勿論板の上には接着を接着を良くするために膠(動物の皮や筋、質の悪いものは骨を煮て得る)を刷毛かへらで塗布し、乾いたところで白亜と膠の液を複数回塗る。IRPAの調査で判明していることには、厚さは1~2mm程度でありそれより厚いものはない。乾燥がの表面はかなり綿密に磨いたものと思われる。

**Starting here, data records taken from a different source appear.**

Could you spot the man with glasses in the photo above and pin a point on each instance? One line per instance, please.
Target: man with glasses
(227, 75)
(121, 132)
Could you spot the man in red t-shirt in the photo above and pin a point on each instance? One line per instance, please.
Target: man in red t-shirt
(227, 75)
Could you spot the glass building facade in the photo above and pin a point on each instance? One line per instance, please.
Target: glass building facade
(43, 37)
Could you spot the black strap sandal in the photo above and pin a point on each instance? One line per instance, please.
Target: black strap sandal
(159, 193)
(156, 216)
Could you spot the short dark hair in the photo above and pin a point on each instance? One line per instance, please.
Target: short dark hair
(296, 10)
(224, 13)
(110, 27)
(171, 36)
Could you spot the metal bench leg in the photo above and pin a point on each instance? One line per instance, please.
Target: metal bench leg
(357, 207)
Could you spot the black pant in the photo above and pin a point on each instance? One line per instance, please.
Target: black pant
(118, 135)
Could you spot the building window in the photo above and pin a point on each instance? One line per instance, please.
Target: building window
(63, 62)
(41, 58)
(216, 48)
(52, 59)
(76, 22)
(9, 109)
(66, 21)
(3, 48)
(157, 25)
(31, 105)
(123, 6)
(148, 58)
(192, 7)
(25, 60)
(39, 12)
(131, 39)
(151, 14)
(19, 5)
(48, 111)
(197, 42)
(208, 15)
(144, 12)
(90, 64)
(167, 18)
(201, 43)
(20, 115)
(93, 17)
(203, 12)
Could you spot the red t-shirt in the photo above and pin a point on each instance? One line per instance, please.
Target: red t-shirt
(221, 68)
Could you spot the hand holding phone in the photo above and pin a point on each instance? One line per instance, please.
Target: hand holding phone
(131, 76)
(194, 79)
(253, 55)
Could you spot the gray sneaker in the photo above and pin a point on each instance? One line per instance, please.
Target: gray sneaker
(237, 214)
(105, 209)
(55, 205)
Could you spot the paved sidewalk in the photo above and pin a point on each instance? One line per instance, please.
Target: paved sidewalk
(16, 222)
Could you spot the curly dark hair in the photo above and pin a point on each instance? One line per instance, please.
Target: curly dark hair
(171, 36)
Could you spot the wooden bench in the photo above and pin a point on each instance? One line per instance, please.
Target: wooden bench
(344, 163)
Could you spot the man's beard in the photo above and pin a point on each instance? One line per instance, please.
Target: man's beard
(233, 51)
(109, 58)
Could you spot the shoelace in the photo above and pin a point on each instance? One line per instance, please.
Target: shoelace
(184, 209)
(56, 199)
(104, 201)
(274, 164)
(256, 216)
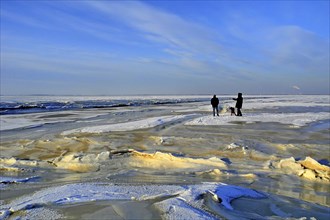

吸い込み止めにはまず一回膠が塗布され、他に油の含浸が認められるそうである。描画の手順として黒インクあるいは黒い絵具で葦ペンのような同じ太さに描ける線でデッサンする。アントワープ王立美術館のファン・アイクさくの小品《聖バルバラ》とされる制作途中の下描きデッサンが残る作品が有名であるが、この作品のように細部にわたって下描きされることはなかったと言える。むしろ当たりつけと言うべきデッサンはロンドンナショナルギャラリーの《アノルフィニ夫妻像》の男の手の部分に見られる描き直しを示した赤外線画像でも言えるように、「おおまか」と言える下描きがされた(この下描きは筆で描かれた)。これらの下描きは肌色などの明るい個所に鉛白が乳化して透明感が増して透けてみるようになった下描きデッサンが参考となるだろう。

そしてこの下描きデッサンは当たりつけ程度であって、決して人物や背景などの正確な位置、形を示さないので、上描きするときには往々にして邪魔となる。そこで多くのフランドルの画家の作法として、まずこの下描きデッサンを柔らかく消して見せるように、画面全体に「油に溶いた鉛白の層」があることが報告されている。この時の油性分が目止めの役割を果たしているだろう。この目止めの層が必要であった限りでは、ドルナーの想定した赤や黄色の下塗りがテンペラ絵具で行われたと考えたところから遠くなった。

つまりプリミティフ・フラマンの絵画の根底にあるのは白い地塗りの明るさを維持することであり、その後の17世紀のオランダ絵画にあるようなボルース赤やリューベンスが試みた数多くの有色地または有色の下塗り(imprimatura)と一緒にしてはならない。背景が暗い様式の前に色彩を明るく表現することで高価な絵の具を有効に召せたかったのかも知れない。元より宗教画が描かれた写本などは白い紙か薄ベージュ色の羊皮紙であったから、基本は白だったのではないか。

もしドルナーが推奨する地塗りの上の有色の下塗り(imprimatura)があれば、現在残っているフランドル絵画は現状より黒ずんだ外観をしているはずだ。また下塗りを黒くすれば、上にくる色が明るい場合には、下の色が透けて視覚的灰色と言われる冷たく見える効果が生じる。現存する作品から、こうした色調を得る試みは全く認められない。いずれにせよ今日も美しい色彩を維持保存しているフランドル絵画が地塗りを白としていたことは幸いだ。IRPAによる絵具断面調査にも、その有色下塗りは認められない。断面には地塗りの上には白っぽい絵の具が薄く引かれているだけである。これは先にも述べた下描きデッサンをじょまにならない程度の薄める効果と同時に地塗りの吸い込み止めと解せる。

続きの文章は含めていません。